I would say, "Look at her legs; did you ever see any that ugly?"
    (That was a lie; her legs really weren't ugly at all.)
"What a runt!" (She was tall.) "How much she demands of a lover!"
    (That had a trace of the truth; that, mostly, helped me to hate.)
Virtue and vice, evil and good, are siblings, or next-door neighbors,
    Easy to make mistakes, hard to tell them apart.
When you possibly can, fool yourself, ever so little,
    Call those attractions of hers defects, or possibly worse.
If she has full round breasts, call her fat as a pig; if she's slender,
    Thin as a rail; if she's dark, black as the ace of spades.
If she has city ways, label her stuck-up and bitchy;
    If she is simple and good, call her a hick from the farm.
Whatever talent she lacks, coax and cajole her to use it:
    If she hasn't a voice, try to persuade her to sing;
If she trips over her feet, make her dance; if her accent's atrocious,
    Get her to talk; all thumbs? – call for the zither or lyre.
If she waddles or limps, be sure to take her out walking;
    If she has bulging breasts, don't let her wear a brassiere.
If her teeth aren't too straight, tell her a comical story;
    Make it a sorrowful tale if she has watery eyes.
Sometimes it works very well to surprise her early some morning,
    Hardly expecting a call, when she's not fixed for the day.
All of us let ourselves be fooled by a woman's adornments,
    Jewels and gold; we see more than there is to the girl.
Sometimes I wonder where, in the midst of all this abundance,
    Lies the essence of love, under the shield and disguise.
So, come unforeseen: safe, you will catch her defenseless,
    Sorry to see and be seen, victim and failure and fraud.

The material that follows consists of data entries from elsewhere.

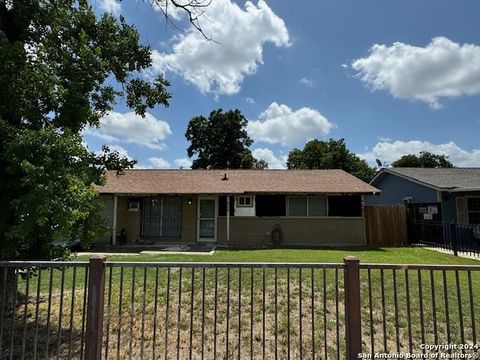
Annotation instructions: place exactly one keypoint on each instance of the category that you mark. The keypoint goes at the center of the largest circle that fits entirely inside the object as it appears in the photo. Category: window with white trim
(307, 206)
(473, 207)
(244, 201)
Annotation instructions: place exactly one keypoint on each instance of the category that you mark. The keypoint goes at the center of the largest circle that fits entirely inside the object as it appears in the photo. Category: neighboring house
(235, 207)
(443, 193)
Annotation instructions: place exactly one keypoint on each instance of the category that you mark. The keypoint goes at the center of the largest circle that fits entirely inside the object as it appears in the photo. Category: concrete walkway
(135, 250)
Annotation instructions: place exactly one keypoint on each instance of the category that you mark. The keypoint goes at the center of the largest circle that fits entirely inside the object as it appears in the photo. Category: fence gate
(386, 225)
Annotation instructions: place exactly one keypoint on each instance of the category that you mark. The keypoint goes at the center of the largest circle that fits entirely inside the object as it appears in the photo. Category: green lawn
(317, 255)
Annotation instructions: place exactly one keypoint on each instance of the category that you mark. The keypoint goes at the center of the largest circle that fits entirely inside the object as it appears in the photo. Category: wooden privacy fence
(386, 225)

(Still, it is not too safe to trust this prescription too blindly;
    Beauty, artless, naive, often has power to deceive.)
Go take a look some time when she's smearing her face with cosmetics –
    Don't let a little thing like decency stand in your way –
You will find boxes and things, a thousand different colors,
    Also lotions and such, dripping all over her chest.
Drugs like these smell worse than the tables the Harpies polluted,
    Giving me, more than once, more than an impulse to retch.